Everything I've read on my Yamaha 624 says to use 5W30 oil but the engine sticker says to use 10W30. Anyone else notice this on thier machine? The owners manual and shop manual also indicate 5W30.

I'm using 5W30 but thought this was a little odd.

It never gets super crazy cold where I live, and I do run my blower a few times throughout the summer instead of messing around with storage procedures so maybe I should be running 10W30 anyhow.

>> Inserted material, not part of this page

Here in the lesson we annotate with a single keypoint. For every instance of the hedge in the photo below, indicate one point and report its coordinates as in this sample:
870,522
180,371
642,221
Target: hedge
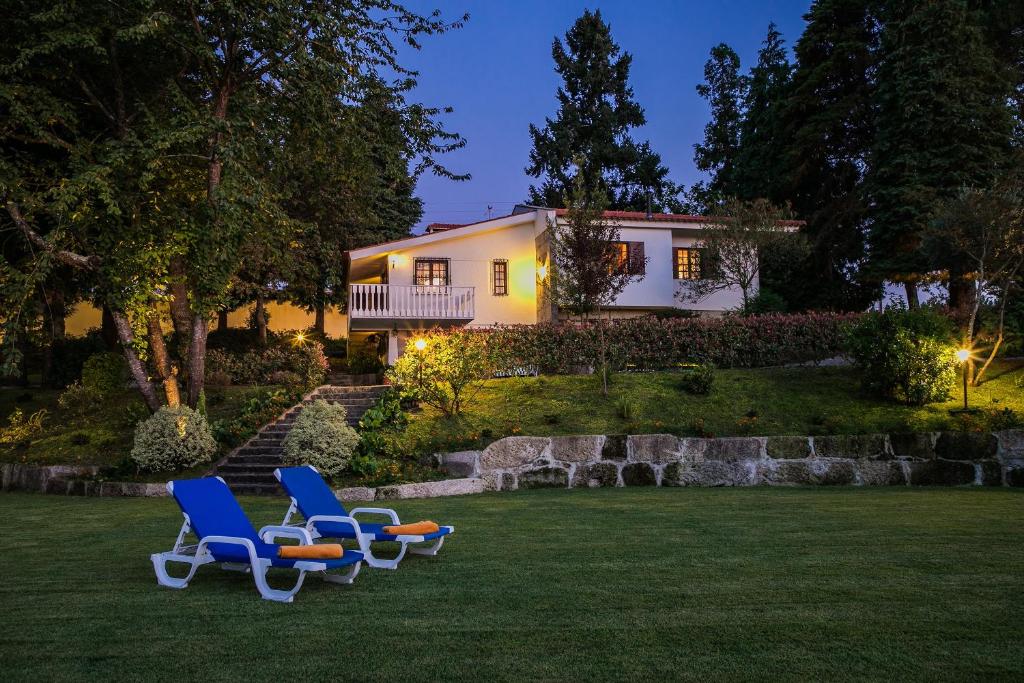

Sent from my VOG-L04 using Tapatalk


----------



## JLawrence08648 (Jan 15, 2017)

Use synthetic oil and it won't matter, you won't be able to tell the difference in the flow rate at the same temperature. Try it. Leave 5w & 10w out not overnight but several nights on the coldest nights then pour each out. You won't be able to tell the difference.


----------



## nwcove (Mar 2, 2015)

That engine is probably used on other “summer” ope like pressure washers, gensets etc which 10/30 would be appropriate for during summer months.


----------



## deezlfan (Nov 8, 2017)

The engine was probably emissions certified using 10w30 oil in a normal temperature operating range so the label specifies that. I would follow the manual.


----------



## RAOUL225 (Jan 24, 2020)

I always use 5W30 grade in my snowblowers because it offers better cold lubrification and easier starts.


----------



## Oneacer (Jan 3, 2011)

5W30 *Full Synthetic* here in all my equipment ... summer, winter, new and old ...


----------